And to top off Series Three rankings, we have…

His Last Vow

Summary: John and Mary are married and expecting a baby, and Sherlock is back on drugs. And he has a girlfriend. Who is just a cover for his investigation of a truly repulsive villain. Sherlock gets shot on the job, and everything goes rapidly downhill from there.

Why it’s ranked here: “His Last Vow” is significantly better than the rest of Series Three–so much so that it almost seems they were saving up all the good writing for this episode on purpose. Sherlock is still a bit too human (and too self-deprecating–whatever happened to his skyscraper-sized ego?) for my taste, and the villain lacks in cleverness what he makes up in creepiness, but overall, this is a pretty solid episode.

For one thing–and spoilers DO follow–Mary’s assassin identity completely blindsided me. I suppose I should have been expecting some dark secret from her, given Moffat’s history with female characters, but her charming normality in the other episodes had me fooled. So…the scene where she shot Sherlock was successfully shocking.

I also LOVED getting an extended tour of Sherlock’s mind palace and seeing what–or rather, who–he has stashed in there. No Watson, interestingly enough. Anderson shows up, surprisingly. And, of course, Mycroft and Moriarty, cast in fascinating roles. That scene gave me lots of food for thought.

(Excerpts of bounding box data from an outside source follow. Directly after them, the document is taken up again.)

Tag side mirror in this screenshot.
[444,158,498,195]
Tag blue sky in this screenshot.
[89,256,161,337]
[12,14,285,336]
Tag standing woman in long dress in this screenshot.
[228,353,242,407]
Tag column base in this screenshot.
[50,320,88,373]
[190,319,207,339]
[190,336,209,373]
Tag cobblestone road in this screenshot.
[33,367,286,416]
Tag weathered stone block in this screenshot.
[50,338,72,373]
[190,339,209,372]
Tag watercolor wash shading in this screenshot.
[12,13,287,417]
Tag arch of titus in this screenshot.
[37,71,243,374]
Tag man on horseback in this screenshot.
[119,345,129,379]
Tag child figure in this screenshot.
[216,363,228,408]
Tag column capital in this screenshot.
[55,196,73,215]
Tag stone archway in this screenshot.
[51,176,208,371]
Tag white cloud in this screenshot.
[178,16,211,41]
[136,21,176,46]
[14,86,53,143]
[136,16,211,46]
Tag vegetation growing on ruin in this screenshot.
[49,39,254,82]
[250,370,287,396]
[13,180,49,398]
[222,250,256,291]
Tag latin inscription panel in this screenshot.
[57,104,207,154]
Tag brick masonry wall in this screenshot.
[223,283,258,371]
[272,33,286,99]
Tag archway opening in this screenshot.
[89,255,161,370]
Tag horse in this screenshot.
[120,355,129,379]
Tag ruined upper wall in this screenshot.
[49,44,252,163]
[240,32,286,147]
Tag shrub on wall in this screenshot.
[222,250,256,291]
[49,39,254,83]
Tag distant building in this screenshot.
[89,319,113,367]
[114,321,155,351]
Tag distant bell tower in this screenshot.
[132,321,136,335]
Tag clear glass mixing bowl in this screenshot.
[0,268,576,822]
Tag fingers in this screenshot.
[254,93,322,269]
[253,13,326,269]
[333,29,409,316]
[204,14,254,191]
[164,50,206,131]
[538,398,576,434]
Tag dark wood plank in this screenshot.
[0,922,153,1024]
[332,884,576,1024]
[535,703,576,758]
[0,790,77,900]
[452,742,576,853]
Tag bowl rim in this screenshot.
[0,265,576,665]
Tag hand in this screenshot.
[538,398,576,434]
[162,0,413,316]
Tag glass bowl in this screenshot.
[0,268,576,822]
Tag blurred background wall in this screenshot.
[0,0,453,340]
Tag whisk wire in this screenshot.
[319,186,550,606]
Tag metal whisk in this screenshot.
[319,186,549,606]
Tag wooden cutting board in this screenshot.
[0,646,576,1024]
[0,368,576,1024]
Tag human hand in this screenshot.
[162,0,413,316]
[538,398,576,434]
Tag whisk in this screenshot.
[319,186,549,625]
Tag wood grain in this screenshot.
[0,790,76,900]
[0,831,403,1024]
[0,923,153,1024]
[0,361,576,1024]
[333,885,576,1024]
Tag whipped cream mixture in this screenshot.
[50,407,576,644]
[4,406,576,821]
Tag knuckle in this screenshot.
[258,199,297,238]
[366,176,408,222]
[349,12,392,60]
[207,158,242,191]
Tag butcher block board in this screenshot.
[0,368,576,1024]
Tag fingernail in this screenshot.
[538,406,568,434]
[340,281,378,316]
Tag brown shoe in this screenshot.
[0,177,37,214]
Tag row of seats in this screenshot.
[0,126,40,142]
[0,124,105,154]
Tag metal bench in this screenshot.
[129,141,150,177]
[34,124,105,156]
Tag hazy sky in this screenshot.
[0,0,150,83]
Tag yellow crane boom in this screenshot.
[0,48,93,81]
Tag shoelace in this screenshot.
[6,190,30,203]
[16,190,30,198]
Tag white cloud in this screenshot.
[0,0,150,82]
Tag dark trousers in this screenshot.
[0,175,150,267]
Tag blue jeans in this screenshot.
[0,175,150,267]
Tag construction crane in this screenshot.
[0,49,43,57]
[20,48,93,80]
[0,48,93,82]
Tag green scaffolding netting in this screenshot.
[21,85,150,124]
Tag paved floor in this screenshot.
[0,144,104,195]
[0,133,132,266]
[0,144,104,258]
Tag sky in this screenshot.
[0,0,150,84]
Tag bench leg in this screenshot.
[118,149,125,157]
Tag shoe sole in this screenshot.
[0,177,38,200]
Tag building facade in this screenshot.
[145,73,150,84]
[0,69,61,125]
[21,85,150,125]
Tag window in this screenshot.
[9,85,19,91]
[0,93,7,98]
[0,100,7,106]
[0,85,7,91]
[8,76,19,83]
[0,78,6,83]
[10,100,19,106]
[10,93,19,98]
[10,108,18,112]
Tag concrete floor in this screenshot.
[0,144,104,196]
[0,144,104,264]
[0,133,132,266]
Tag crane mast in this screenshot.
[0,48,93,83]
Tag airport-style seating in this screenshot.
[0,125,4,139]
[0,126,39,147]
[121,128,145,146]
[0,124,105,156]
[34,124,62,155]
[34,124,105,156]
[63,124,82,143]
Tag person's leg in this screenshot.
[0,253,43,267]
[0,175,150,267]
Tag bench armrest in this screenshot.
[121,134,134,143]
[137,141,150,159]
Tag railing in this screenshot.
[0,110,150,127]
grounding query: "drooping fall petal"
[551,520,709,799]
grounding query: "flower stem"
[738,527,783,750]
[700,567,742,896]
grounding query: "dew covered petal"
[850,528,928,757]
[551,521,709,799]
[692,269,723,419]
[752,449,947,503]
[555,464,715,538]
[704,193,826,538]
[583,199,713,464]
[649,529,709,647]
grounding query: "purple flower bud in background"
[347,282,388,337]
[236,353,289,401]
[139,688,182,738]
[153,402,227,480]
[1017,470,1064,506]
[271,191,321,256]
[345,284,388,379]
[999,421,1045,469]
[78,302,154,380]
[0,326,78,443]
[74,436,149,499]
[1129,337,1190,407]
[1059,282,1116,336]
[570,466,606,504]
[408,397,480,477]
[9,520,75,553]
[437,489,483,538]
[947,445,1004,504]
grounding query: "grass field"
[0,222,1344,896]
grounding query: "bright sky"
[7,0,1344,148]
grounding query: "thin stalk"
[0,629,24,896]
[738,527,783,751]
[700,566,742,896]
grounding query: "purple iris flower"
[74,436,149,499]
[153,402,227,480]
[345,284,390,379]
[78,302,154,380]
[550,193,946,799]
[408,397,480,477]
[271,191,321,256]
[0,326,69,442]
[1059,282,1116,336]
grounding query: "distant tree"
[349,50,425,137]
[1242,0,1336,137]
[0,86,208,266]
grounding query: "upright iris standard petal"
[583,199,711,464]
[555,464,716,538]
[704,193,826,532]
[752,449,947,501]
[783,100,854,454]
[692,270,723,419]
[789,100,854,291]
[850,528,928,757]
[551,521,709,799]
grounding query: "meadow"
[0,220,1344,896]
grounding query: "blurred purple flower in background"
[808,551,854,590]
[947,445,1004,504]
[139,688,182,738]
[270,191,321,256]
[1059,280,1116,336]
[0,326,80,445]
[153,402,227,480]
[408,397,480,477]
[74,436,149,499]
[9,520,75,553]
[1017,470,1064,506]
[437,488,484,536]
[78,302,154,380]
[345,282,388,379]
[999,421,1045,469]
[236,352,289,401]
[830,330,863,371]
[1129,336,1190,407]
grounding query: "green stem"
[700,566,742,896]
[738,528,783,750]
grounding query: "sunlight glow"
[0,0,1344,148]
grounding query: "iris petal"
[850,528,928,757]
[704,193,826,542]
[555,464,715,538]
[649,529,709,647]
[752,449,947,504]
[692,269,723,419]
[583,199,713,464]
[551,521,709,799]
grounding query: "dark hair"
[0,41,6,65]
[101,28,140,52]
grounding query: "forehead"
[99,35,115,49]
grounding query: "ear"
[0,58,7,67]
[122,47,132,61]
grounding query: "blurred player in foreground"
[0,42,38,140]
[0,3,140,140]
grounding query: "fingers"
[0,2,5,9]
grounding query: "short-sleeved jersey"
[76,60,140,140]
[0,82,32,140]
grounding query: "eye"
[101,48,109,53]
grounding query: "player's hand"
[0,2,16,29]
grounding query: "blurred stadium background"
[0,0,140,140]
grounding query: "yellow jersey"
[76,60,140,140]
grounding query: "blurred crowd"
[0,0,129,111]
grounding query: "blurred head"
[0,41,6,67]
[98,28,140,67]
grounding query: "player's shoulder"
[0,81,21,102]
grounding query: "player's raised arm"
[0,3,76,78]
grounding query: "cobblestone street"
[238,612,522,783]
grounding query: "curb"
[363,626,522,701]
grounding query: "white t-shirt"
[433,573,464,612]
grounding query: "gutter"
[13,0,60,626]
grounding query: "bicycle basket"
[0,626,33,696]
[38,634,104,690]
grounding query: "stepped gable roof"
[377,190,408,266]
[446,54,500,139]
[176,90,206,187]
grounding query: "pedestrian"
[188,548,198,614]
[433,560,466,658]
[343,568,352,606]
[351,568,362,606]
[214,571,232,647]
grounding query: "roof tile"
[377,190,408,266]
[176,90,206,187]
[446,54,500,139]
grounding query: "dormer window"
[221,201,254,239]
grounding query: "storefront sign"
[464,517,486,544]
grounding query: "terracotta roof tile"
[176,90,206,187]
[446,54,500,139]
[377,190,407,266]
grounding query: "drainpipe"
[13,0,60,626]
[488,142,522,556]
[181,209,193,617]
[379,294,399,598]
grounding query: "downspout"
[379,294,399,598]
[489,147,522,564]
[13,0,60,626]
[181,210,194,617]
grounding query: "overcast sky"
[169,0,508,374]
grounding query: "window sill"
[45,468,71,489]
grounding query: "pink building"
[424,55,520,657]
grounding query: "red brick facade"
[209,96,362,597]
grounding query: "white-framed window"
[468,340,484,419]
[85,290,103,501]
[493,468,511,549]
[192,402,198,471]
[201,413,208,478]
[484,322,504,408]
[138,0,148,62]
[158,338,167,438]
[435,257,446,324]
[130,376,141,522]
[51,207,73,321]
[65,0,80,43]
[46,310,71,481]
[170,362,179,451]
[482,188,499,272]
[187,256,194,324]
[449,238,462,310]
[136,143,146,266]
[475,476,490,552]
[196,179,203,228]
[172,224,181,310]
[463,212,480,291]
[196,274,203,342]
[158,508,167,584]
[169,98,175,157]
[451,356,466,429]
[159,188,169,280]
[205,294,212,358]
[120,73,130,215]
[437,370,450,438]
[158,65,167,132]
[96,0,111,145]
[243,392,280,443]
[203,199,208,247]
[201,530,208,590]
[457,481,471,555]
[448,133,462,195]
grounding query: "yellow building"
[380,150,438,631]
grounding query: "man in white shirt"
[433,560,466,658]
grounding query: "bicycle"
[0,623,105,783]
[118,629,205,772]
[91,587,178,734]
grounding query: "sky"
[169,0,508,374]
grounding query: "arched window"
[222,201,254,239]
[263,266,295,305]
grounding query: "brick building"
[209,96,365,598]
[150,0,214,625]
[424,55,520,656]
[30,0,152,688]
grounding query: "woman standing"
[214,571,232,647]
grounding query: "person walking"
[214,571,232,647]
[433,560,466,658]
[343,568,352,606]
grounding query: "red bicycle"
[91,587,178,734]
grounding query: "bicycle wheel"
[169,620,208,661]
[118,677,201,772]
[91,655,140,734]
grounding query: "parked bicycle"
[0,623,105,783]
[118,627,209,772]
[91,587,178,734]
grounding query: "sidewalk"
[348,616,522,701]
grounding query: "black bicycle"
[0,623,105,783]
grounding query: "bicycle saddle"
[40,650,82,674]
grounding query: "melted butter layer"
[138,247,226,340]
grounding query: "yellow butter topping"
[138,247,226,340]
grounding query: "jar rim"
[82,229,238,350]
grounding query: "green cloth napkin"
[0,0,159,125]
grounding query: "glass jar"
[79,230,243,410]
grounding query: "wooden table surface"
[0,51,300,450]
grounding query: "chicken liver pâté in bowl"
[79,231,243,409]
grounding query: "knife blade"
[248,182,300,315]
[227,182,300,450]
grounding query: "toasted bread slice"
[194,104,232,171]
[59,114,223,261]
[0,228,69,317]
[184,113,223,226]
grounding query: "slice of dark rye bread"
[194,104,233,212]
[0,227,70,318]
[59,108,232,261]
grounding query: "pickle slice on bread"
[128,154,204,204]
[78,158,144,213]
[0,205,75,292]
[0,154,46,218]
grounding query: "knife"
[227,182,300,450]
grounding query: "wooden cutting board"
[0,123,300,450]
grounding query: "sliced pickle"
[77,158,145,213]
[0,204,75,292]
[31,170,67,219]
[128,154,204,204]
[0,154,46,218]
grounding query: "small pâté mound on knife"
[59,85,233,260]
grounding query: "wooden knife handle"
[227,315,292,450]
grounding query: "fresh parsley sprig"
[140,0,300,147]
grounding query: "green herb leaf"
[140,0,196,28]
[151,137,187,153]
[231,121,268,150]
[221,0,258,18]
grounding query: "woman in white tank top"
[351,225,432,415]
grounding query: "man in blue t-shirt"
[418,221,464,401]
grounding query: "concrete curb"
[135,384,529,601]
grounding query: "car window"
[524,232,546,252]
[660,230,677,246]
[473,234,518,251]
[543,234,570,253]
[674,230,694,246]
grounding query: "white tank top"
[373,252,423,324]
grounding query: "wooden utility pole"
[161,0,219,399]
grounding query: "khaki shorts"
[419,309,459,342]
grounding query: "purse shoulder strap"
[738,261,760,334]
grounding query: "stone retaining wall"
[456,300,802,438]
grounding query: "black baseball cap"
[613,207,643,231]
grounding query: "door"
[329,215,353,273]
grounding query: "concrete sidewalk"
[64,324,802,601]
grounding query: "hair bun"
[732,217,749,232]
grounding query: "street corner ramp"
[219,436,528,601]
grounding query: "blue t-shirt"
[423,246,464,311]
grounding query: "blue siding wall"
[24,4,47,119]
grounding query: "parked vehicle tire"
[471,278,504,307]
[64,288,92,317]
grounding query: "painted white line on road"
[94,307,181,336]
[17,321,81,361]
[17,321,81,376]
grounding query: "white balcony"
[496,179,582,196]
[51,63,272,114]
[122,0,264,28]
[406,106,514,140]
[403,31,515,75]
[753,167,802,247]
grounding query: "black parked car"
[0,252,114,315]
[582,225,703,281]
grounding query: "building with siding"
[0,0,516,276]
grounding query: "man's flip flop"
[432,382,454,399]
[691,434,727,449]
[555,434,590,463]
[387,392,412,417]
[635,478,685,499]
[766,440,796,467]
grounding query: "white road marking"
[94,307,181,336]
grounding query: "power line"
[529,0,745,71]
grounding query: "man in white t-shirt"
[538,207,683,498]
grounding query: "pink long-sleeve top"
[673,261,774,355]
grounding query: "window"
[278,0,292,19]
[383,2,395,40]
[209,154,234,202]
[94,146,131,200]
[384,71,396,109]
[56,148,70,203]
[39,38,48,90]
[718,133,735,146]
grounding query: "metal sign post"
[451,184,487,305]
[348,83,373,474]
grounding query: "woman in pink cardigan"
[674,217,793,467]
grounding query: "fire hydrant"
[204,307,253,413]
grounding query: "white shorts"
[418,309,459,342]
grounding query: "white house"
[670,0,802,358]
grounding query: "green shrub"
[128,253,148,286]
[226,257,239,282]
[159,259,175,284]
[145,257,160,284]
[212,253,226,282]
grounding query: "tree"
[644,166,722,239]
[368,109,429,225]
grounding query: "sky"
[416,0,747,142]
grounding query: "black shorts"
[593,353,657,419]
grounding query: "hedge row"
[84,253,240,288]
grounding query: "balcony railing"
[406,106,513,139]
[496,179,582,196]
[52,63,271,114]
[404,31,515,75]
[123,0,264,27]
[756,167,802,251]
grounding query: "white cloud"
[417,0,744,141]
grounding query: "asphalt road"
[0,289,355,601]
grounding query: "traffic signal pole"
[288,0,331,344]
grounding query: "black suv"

Magnussen was also a fairly well-done character. After two episodes without a murder or even a convincing threat of murder, he gave us–well, not murder, but a genuinely creepy villain who manages to establish his complete evilness without killing anyone, which is perhaps an even greater feat. I mean, peeing in the fireplace? Who does that?

Just look at his shifty little eyes…behind those shifty little glasses…

In all seriousness, the writers did a good job creating a character that Sherlock could kill without losing his status as “the good guy” in the sight of the audience. I think many fans would have lost sympathy for our great detective if he had even blown Moriarty away. But we’ll all forgive him for Magnussen. And when you think about it, it’s a wonder Magnussen managed to survive until the beginning of this episode. He’s a professional blackmailer who keeps all his information on people in his head! It might be an impressive feat of memory, but if you want to give people a reason not to kill you, modern digital filing sometimes comes in handy. Guy could have learned a thing or two from Irene Adler.

And then, of course, we get to the last 30 seconds of the episode. To be honest, I wasn’t too surprised that the writers gave Moriarty a cameo. One of the reasons this series was so weak is that he wasn’t around to create some real suspense. What exactly that cameo meant, I don’t know. If he really is back from the dead, it’ll be the biggest departure from the original stories that Sherlock has done yet–and also much harder to explain than even Sherlock’s resurrection. I’m more inclined to believe the image was just a recording that Moriarty’s surviving network (or maybe just one of them) decided to broadcast as a way of announcing their presence. Only time will tell, I guess. *sigh* One more year of hiatus…

I hate to admit it, but, yeah…we sorta missed you.